67. Десятилетие потерянных

We use cookies. Read the Privacy and Cookie Policy

67. Десятилетие потерянных

Закончилось десятилетие двухтысячных — даже вышел новый том в серии «Намедни». Но говорить о них все же рановато — мы не знаем пока, каким останется это десятилетие в истории, что окажется началом глубинных перемен, а что — случайной рябью на поверхности.

Зато мы можем говорить о предшествующем десятилетии: о девяностых. Нет ни у кого сомнений, что это действительно великое и страшное десятилетие, в которое изменилось буквально всё, к чему мы привыкли. Сегодня одни вспоминают беспросветную нищету и локальные войны, разгул бандитизма и коррупции, развал страны и всего хорошего, что было в ней. Другие — небывалый доселе дух свободы и творчества, наполнившиеся полки магазинов и зарубежные поездки, возможность самому решать и свою судьбу, и судьбу народа. Как будто те и другие жили в двух совершенно разных странах, живя на одной и той же улице…

Десятилетие уникальных возможностей — хочется сказать про девяностые. И большинство из нас добавит: упущенных возможностей. Мало кто использовал его по полной, как один мой одноклассник, который успел на закате Советской власти сесть за «экономическое преступление» (фарцовку), в девяностые вышел, точно такими же «преступлениями» сколотил немалый капитал. «Я ничего не делаю, а деньги идут и идут, на что их тратить?» — рассказывал он. Подсел на героин и капитал потерял. С героина соскочил, но стал сильно пить. Когда я видел его в последний раз, он честно трудился топ-менеджером в фирме еще одного одноклассника и лечился от алкоголизма. Это ведь были уже двухтысячные, время стабильности и прогресса.

Для меня главный образ девяностых — наш подъезд в самом центре Москвы, самый обычный подъезд старомосковского дома. Когда-то, до 1917 года, в нем были ковры и бархатные перила — потомок первых владельцев этого дома жил в коммуналке на втором этаже, он рассказывал. Но грянул рынок, и толкучка, расползающаяся от Гума-Цума-ДетМира, как раковая опухоль, очень скоро парализовала и наш переулок. Днем по переулку было невозможно пройти, а вечером дворники жгли брошенные картонные коробки и целофановые обертки, над мостовой летел едкий дым. В туалет куда было ходить торгующим? В незапертый подъезд, конечно.

И еще у нас были бомжи, тихие, спокойные, ночевавшие живших на широких лестничных площадках месяцами. Они стелили себе картонки, таскали тряпки, от них воняло, зато они здоровались и не нахальничали, а главное, сами не гадили там, где спали — да и торговцам устраивать туалет рядом с бомжами было неприятно. Так что мы не возражали против них. Правда, один раз залетный, невоспитанный бомж миниатюрных размеров улегся спать в нашу детскую коляску, прикованную цепью на площадке первого этажа — утром жена его там и обнаружила. Я не верил, пока сам не увидел последствия — порванную изнутри и пропахшую коляску, ее пришлось выкинуть, это была большая потеря в рыночную эпоху. Как взрослый человек уместился в младенческой коляске? Это великая тайна.

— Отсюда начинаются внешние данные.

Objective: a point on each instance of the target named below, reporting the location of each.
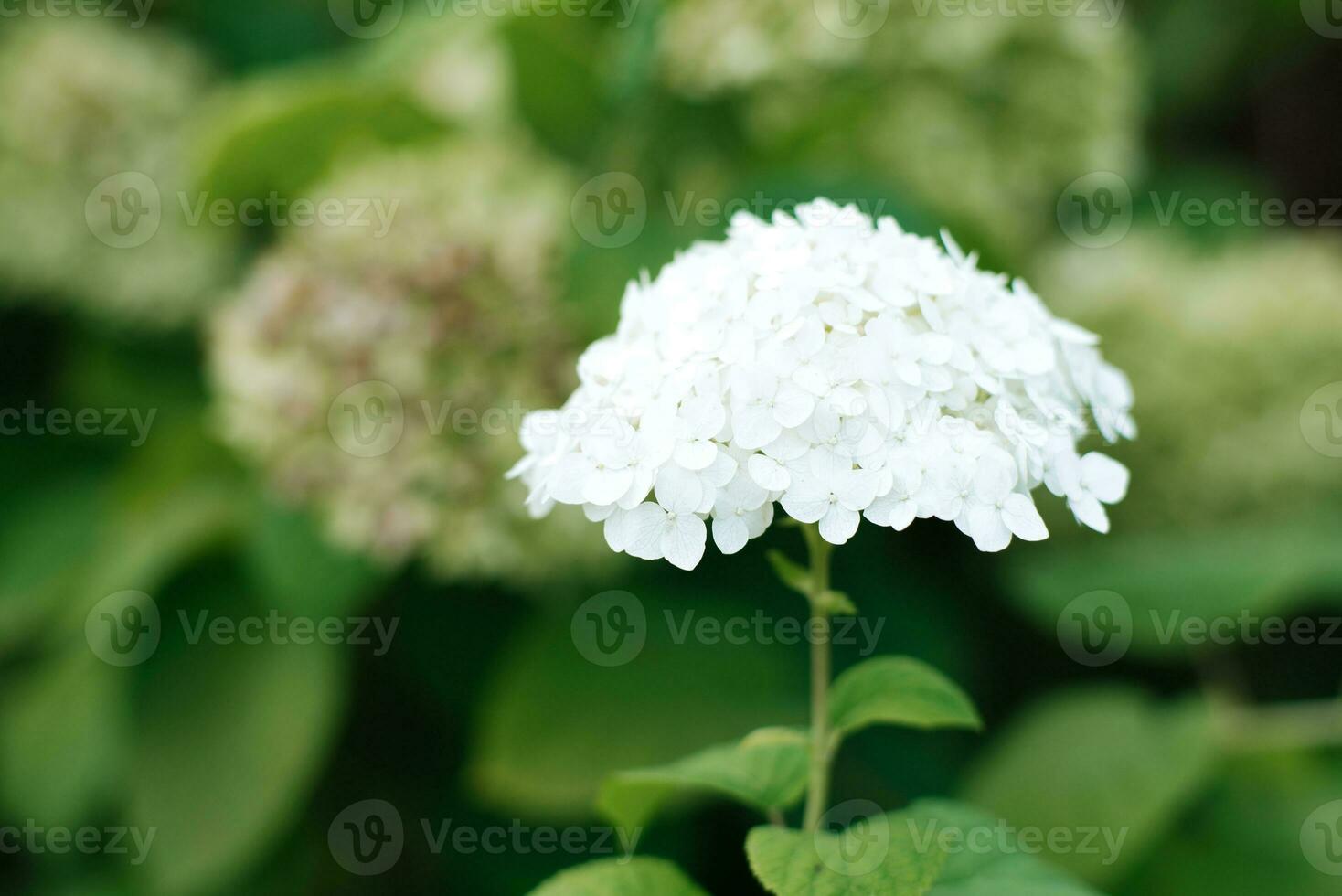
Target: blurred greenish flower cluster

Они вообще были какими-то инопланетянами, они носили по три драных пальто сразу, они щеголяли ранами, от которых нас мутило, а сами они их как будто их не замечали. В пять утра они могли позвонить в дверь и попросить стакан. Стакан был дан, чтобы не провоцировать скандала, и когда моя мама пошла в восемь утра на работу, она обнаружила его под дверью, в нем было налито пальца на два какой-то спиртосодержащей гадости — с владельцами стакана поделились. В контакт с этой внеземной цивилизацией мы обычно все же не вступали. Разве что сосед с первого этажа как-то разбрызгал там слезоточивый газ, чтобы бомжи не ночевали. Но первой вошла в подъезд моя жена, ей и досталась вся порция газовой атаки.

А потом они стали сами пропадать. На дверях подъездов появлялись кодовые замки, мутная стихия толкучки сменилась организованным рынком киосков, киоски росли в размерах, сливались в торговые комплексы, а потом булочные и аптеки по соседству превратились в меховые и ювелирные бутики… Не знаю, как в биологии, а вот в торговом деле я сам наблюдал дарвиновскую эволюцию, от кишения одноклеточных до появления динозавров. В подъездах перестали гадить — правда, начали колоться и кидать шприцы, бледные мальчики и девочки лет по шестнадцать. Мы снова проходили мимо, ребята вежливо здоровались и смотрели пусто и печально, а кто-то скандалил, вызывал милицию… Та не приезжала. Скоро исчезли и эти дети — героинщики долго не живут.

А дом ветшал. Почти все другие дома вокруг «реконструировали» — оставляли один фасад, потом возводили за ним что-то бетонное, по объему раза в четыре больше, и прикрывали этим фасадом. Наш дом стоял так, что некуда было его надстраивать, поэтому его не трогали. Однажды соседка на четвертом этаже принимала ванну, прогнившие перекрытия не выдержали веса, она вместе с ванной провалилась в такую же ванну на третьем этаже. Женщина не пострадала, но шуму было много. Перекрытие потом заделали, а вот новую ванну так и не поставили — слишком большая нагрузка. Мыться из той квартиры жильцы ходили к друзьям и соседям. Может быть, ходят до сих пор.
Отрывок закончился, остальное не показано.